When California’s Proposition 2, which placed regulations on how tightly animals are allowed to be packed into cages, passed in 2008, Baur adds, “there was a decline in meat consumption and, generally speaking, a decline in animal production.”
Still, Baur acknowledges that meat consumption rose this year, an issue he thinks stems from the huge agricultural industry. “When these foods are cheap and accessible and highly marketed, people tend to eat them,” he says.

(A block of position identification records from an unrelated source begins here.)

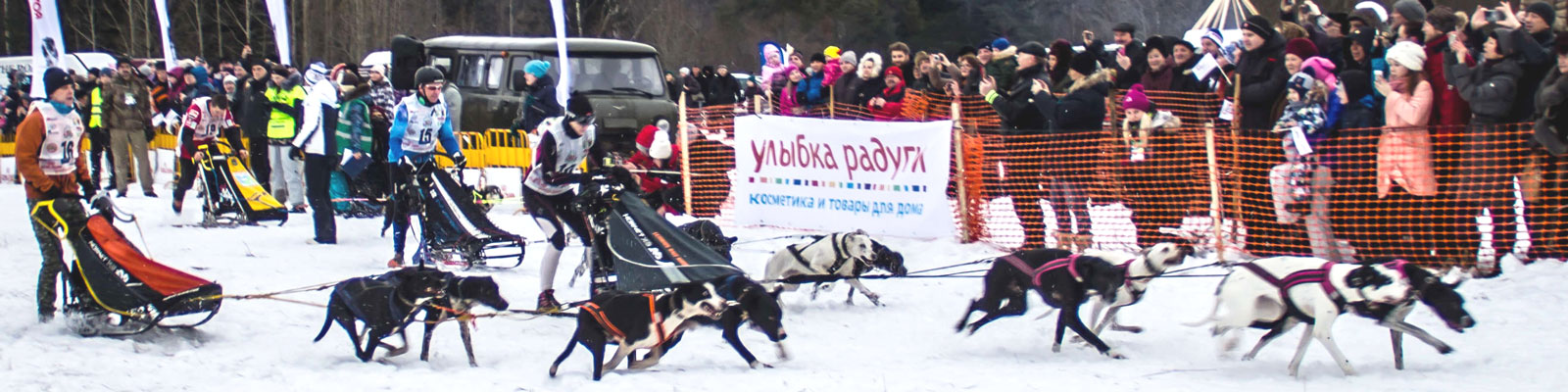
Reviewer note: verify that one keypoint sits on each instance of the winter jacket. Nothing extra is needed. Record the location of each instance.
(1261, 74)
(255, 112)
(725, 90)
(30, 137)
(1082, 109)
(1018, 102)
(1447, 107)
(1551, 114)
(1489, 86)
(538, 104)
(127, 104)
(1003, 67)
(1403, 151)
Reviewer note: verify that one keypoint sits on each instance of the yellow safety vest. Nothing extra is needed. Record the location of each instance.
(281, 125)
(98, 109)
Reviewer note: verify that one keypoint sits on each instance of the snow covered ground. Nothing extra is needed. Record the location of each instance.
(906, 345)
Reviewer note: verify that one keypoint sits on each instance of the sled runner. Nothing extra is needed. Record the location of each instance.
(114, 289)
(231, 193)
(637, 250)
(454, 226)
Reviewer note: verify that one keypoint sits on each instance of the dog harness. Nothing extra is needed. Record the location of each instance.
(1035, 273)
(653, 314)
(838, 253)
(1298, 278)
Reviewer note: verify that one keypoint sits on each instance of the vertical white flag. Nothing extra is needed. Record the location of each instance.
(47, 43)
(564, 88)
(279, 13)
(164, 24)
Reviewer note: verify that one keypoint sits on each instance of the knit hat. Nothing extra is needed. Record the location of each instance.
(55, 78)
(1032, 47)
(537, 68)
(1300, 83)
(1544, 10)
(1322, 70)
(1376, 8)
(1084, 65)
(1156, 43)
(659, 148)
(1259, 25)
(1001, 44)
(1411, 10)
(1300, 47)
(1136, 99)
(1407, 54)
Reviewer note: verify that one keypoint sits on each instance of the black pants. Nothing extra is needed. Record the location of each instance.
(187, 177)
(259, 165)
(101, 145)
(318, 193)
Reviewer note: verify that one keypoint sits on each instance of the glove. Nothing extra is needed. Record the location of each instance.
(88, 188)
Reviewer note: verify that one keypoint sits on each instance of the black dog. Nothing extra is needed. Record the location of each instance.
(708, 232)
(750, 302)
(460, 295)
(637, 320)
(1063, 279)
(384, 303)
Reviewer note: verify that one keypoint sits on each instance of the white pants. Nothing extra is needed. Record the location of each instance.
(287, 179)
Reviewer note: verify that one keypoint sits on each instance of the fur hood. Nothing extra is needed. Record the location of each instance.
(1100, 77)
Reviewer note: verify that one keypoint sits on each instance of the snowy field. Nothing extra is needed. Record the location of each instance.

Nina Gheihman, a doctoral student at Harvard who studies veganism, agrees with Wrenn’s findings that flexitarianism, as an acceptable end goal within the vegan and vegetarian movements, is damaging. But Gheihman says that the movement should be welcoming to those at its boundaries who may not be ready to dive right into veganism. “I do believe that flexitarianism as an initial approach is worthwhile, as there are many people who are not willing to adopt the ideological stance of the animal-rights movement within a society that does not yet embrace it. As well, they may have alternate motivations for following a plant-based diet, including health and environmentalism, and I believe these motivations are as valid as that of animal rights.”
In Wrenn’s view, “becoming bureaucratic” stifles social movements’ “ability to create meaningful social change.” But Baur argues that it’s more complex than that: Some organizations do become successfully bureaucratic, bigger, and more mainstream, while others lose integrity and are co-opted. “It is personal and also systemic and structural,” he says. “It’s a legitimate thing to be aware of and concerned about, but I don’t think it applies across the board.”